Kimmel, a benefactor to Johns Hopkins, was born in Philadelphia. After two tours of duty in the Army and a brief stint at Temple University, Kimmel took his first jobs in the garment business as an inventory clerk, then a traveling salesman for a women’s wear manufacturer. In 1959, he joined Villager as a knitwear designer, rising to the position of president and CEO within a decade.
Kimmel then founded his own clothing line, Jones New York, targeting young, fashion-conscious career women. He served as chairman and CEO of Jones Apparel Group. The company grew into one of the leading designers and marketers of branded apparel, footwear, and accessories in the New York fashion industry. It came to include many recognizable brands, such as Nine West, Anne Klein, Stuart Weitzman, Joan & David, Gloria Vanderbilt, Barneys New York, and Kurt Geiger. Kimmel stepped down as Jones’ CEO in 2002, remaining as its chairman until 2014 when Sycamore Partners bought it for nearly $2.2 billion.
In the 1980s, Kimmel served as producer of several movies including Blame It on Rio and Nine 1/2 Weeks. He has operated a Los Angeles-based production company, Sidney Kimmel Entertainment, and backed over forty feature films, including United 93, The Kite Runner, Moneyball, The Lincoln Lawyer, and The Age of Adaline.

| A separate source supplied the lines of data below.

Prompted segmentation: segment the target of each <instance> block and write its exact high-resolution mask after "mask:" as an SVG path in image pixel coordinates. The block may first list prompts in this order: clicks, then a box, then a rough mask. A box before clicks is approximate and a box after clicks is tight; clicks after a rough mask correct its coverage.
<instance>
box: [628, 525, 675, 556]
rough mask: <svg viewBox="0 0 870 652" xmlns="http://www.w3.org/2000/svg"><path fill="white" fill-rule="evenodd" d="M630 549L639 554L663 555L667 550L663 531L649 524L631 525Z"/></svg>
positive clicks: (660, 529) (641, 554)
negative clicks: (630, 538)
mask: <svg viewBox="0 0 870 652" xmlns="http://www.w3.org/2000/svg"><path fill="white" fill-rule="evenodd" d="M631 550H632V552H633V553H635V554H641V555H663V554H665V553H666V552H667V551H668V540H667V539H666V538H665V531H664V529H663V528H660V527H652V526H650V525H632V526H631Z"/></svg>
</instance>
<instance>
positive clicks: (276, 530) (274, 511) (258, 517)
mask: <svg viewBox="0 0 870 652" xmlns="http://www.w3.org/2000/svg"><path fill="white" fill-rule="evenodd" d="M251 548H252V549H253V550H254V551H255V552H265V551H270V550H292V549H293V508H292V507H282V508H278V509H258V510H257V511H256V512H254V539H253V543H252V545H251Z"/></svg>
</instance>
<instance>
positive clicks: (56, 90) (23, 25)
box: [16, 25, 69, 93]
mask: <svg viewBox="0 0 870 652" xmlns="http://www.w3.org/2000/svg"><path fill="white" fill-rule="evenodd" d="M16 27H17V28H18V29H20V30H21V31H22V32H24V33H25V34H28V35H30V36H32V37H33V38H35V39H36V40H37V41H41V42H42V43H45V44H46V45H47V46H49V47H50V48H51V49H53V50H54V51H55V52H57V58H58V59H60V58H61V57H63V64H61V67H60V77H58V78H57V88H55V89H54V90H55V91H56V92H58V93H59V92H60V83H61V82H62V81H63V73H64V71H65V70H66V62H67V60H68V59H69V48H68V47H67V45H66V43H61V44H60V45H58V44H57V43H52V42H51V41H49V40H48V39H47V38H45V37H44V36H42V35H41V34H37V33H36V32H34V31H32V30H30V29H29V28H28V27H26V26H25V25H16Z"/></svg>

Kimmel has credited the example of his father as the inspiration for his philanthropy. During the Great Depression his father, while on a limited income as a cab driver, was unfailingly kind and generous to colleagues and friends who were in need. In 1993, he founded the Sidney Kimmel Foundation, which has provided support to institutions dedicated to health care, education, arts, and culture. In 2001, the Sidney Kimmel Foundation for Cancer Research donated $150 million to Johns Hopkins University. This donation, the largest single gift received by the university at the time, was directed toward the cancer center for expansion of research and patient care. In recognition of Kimmel’s generous gift, the cancer center at The Johns Hopkins Hospital was renamed the Sidney Kimmel Comprehensive Cancer Center.
In 2016, Kimmel and Michael Bloomberg each donated $50 million to Johns Hopkins toward the establishment of the Bloomberg-Kimmel Institute for Cancer Immunotherapy. A small group of other donors contributed an additional $25 million toward its development. In March, 2016, the institute was dedicated with Vice President Joe Biden as the keynote speaker. Funds for the institute have been directed primarily toward support of research. These funds are being used to recruit additional scientists; provide additional infrastructure for engineering cellular products related to immunotherapy research; enhance partnerships with the private sector, including biotech and pharma; and invest in critical technology development, such as new ways to profile the immune response to colon, pancreatic, urologic, lung, breast, and ovarian cancers.
Kimmel’s philanthropic gifts to Johns Hopkins have had a major impact on research and treatment of cancer worldwide. Many thousands of patients have benefited either directly or indirectly from his generosity.